Reputation: 714
I have two mapper classes, which process different inputs, but their outputs will be in the same format and will go to the same reducer. Is it possible to implement a combiner for just one of the two mapper classes?
Upvotes: 2
Views: 1238
Reputation: 1
Combiner applicable on the last chain mapper, sample code attached
ChainMapper.addMapper(job, SalesRecordMapper.class, LongWritable.class, Text.class, Text.class, DoubleWritable.class, configuration);
ChainMapper.addMapper(job, ItemDiscountMapper.class, Text.class, DoubleWritable.class, Text.class, DoubleWritable.class, configuration);
job.setCombinerClass(DoubleReducer.class);
Upvotes: 0
Reputation: 33495
The query is a bit unclear. I assume you are asking about reusing the same combiner to combine the output of two different mappers. It should be possible since the output of the two mappers is the same.

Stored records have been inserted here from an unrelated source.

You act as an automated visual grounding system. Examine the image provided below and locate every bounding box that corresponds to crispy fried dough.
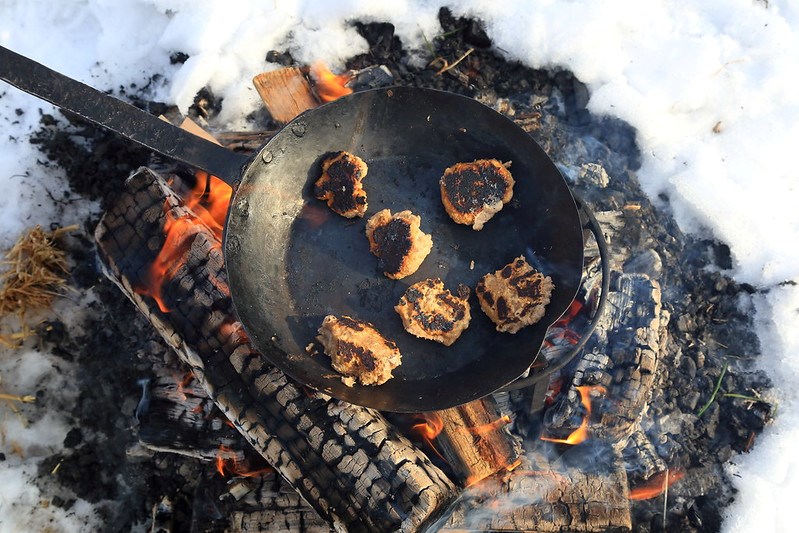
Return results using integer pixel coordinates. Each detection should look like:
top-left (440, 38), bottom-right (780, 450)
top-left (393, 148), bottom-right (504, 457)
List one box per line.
top-left (365, 209), bottom-right (433, 279)
top-left (313, 151), bottom-right (368, 218)
top-left (476, 256), bottom-right (554, 334)
top-left (440, 159), bottom-right (514, 230)
top-left (317, 315), bottom-right (402, 386)
top-left (395, 278), bottom-right (471, 346)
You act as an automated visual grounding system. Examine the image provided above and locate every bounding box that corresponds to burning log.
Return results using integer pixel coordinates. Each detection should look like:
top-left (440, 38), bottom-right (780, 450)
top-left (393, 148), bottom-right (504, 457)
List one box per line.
top-left (429, 399), bottom-right (522, 487)
top-left (95, 167), bottom-right (456, 532)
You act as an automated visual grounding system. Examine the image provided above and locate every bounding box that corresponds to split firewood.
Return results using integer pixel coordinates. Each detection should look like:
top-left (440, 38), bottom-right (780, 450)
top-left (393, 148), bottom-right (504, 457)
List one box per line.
top-left (252, 67), bottom-right (319, 123)
top-left (94, 167), bottom-right (456, 532)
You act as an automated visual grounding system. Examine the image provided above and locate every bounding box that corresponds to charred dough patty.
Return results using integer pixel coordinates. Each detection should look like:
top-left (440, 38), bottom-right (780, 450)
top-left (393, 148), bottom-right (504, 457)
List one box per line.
top-left (314, 151), bottom-right (368, 218)
top-left (440, 159), bottom-right (514, 230)
top-left (365, 209), bottom-right (433, 279)
top-left (317, 315), bottom-right (401, 386)
top-left (476, 256), bottom-right (554, 334)
top-left (395, 278), bottom-right (471, 346)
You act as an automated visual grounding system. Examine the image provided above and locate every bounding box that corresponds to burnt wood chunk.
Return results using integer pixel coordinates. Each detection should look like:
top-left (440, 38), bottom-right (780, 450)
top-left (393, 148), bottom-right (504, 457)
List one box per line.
top-left (190, 469), bottom-right (332, 533)
top-left (135, 369), bottom-right (243, 460)
top-left (544, 273), bottom-right (668, 448)
top-left (439, 448), bottom-right (631, 532)
top-left (95, 167), bottom-right (456, 532)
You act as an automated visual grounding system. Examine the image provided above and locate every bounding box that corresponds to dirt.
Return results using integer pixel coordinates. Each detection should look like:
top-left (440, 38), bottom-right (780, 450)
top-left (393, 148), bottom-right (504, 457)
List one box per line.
top-left (25, 7), bottom-right (772, 532)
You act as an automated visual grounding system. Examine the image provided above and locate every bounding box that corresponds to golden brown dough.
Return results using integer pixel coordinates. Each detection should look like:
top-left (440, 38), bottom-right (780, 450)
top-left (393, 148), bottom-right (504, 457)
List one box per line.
top-left (365, 209), bottom-right (433, 279)
top-left (313, 151), bottom-right (368, 218)
top-left (395, 278), bottom-right (471, 346)
top-left (440, 159), bottom-right (514, 230)
top-left (316, 315), bottom-right (402, 386)
top-left (476, 256), bottom-right (554, 334)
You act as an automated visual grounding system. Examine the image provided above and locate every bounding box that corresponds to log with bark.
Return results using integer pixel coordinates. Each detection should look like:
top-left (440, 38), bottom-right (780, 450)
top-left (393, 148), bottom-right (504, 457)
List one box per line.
top-left (95, 167), bottom-right (457, 532)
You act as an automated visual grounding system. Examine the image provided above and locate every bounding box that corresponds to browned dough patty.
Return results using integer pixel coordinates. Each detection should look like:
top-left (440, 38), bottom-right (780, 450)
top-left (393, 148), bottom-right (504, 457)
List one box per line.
top-left (395, 278), bottom-right (471, 346)
top-left (317, 315), bottom-right (402, 386)
top-left (365, 209), bottom-right (433, 279)
top-left (476, 256), bottom-right (554, 334)
top-left (440, 159), bottom-right (514, 230)
top-left (313, 151), bottom-right (368, 218)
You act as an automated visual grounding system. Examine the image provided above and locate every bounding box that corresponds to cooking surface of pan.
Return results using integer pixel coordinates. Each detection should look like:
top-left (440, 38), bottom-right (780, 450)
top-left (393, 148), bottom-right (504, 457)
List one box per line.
top-left (225, 87), bottom-right (584, 412)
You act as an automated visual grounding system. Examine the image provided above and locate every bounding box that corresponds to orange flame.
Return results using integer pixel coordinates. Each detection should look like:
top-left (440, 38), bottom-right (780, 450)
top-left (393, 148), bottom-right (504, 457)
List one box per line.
top-left (135, 169), bottom-right (232, 313)
top-left (540, 385), bottom-right (607, 445)
top-left (310, 61), bottom-right (353, 102)
top-left (215, 445), bottom-right (274, 478)
top-left (135, 211), bottom-right (200, 312)
top-left (412, 413), bottom-right (447, 462)
top-left (461, 415), bottom-right (512, 437)
top-left (183, 171), bottom-right (232, 241)
top-left (629, 469), bottom-right (685, 500)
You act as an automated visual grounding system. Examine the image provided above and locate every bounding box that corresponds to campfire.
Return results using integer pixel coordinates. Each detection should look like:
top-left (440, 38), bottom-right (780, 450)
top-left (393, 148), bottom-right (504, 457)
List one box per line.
top-left (5, 12), bottom-right (774, 533)
top-left (88, 55), bottom-right (678, 531)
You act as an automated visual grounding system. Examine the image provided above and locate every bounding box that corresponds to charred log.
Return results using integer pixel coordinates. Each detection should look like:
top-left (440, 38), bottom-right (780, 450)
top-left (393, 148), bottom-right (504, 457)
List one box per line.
top-left (95, 167), bottom-right (456, 532)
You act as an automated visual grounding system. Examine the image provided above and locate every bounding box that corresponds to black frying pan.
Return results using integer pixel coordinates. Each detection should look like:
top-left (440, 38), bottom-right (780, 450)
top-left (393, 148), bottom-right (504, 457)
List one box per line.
top-left (0, 46), bottom-right (584, 412)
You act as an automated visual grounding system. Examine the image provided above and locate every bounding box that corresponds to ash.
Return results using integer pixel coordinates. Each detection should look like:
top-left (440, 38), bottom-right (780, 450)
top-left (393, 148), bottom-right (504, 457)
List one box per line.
top-left (22, 8), bottom-right (771, 532)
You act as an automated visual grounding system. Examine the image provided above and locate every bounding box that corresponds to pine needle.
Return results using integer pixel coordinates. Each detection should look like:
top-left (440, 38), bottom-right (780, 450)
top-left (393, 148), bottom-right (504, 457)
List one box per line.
top-left (0, 224), bottom-right (76, 347)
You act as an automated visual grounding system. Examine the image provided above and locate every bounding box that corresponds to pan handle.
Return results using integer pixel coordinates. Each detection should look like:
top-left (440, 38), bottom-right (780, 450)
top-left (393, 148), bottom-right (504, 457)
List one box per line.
top-left (0, 46), bottom-right (250, 187)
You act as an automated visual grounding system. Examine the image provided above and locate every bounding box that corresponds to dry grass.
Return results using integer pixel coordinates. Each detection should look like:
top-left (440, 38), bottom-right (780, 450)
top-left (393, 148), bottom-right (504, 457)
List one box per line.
top-left (0, 225), bottom-right (76, 348)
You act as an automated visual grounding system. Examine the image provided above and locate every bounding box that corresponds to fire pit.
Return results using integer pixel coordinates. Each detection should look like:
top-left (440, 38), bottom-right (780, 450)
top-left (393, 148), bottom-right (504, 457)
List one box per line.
top-left (3, 10), bottom-right (773, 533)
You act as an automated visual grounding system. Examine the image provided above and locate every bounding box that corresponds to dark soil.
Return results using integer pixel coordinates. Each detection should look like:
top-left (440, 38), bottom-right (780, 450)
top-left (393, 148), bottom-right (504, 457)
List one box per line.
top-left (26, 7), bottom-right (771, 532)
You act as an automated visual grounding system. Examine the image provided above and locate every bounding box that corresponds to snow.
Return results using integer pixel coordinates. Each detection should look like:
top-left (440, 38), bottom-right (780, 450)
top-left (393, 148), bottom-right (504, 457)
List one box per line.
top-left (1, 1), bottom-right (798, 531)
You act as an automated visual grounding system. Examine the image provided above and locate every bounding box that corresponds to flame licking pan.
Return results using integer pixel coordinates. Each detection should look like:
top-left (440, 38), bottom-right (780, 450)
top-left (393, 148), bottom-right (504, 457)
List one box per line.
top-left (1, 47), bottom-right (584, 412)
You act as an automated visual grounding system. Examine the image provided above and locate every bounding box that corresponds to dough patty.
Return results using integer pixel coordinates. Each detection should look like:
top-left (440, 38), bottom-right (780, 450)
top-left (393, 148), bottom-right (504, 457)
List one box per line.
top-left (395, 278), bottom-right (471, 346)
top-left (314, 151), bottom-right (368, 218)
top-left (476, 256), bottom-right (554, 334)
top-left (317, 315), bottom-right (401, 386)
top-left (440, 159), bottom-right (514, 230)
top-left (365, 209), bottom-right (433, 279)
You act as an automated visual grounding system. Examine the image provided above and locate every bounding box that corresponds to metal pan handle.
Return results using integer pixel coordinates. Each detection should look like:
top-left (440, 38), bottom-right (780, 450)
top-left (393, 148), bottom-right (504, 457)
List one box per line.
top-left (0, 46), bottom-right (250, 186)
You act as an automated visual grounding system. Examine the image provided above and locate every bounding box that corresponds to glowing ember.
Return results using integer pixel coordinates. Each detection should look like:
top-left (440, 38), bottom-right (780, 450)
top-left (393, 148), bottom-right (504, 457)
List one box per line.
top-left (215, 444), bottom-right (274, 478)
top-left (462, 415), bottom-right (512, 437)
top-left (540, 385), bottom-right (607, 445)
top-left (629, 469), bottom-right (685, 500)
top-left (310, 61), bottom-right (353, 102)
top-left (176, 371), bottom-right (194, 401)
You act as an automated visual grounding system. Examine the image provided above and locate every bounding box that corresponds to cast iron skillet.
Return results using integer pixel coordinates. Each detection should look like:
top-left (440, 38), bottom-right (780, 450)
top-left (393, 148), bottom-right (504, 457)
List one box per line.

Two mappers can be used in a single job using MultipleInputs class or can be used in two different jobs. In any case, the combiner has to be specified on a per job basis.
Also, note that
1) The o/p of the mapper should match with the i/p of the reducer.
2) The o/p of the mapper should match with the i/p of the combiner.
3) The i/p and o/p of the combiner should be of the same types.
Upvotes: 0
Reputation: 13927
With combiners, if you set Hadoop MR to use one it will process the outputs from all the mappers. You can't specify a specific mapper.
Maybe consider these two options:
Apply combiner to all the outputs - your mapping the outputs from your mappers to a common type so they can be (joined?) processed by the Reducers. Consider if a combine will just work regardless of the mapper the data came from. A modification to this idea is set a type variable in your key or values output from the mappers and use it in the combine to decide weather to do anything.
Use Map local combining - if you know that the output from one of your mappers will combine well, you could do some aggregation/combining within the mapper itself and only write output periodically. For this to work well you need to have some good knowledge of the input data to your job.
Upvotes: 1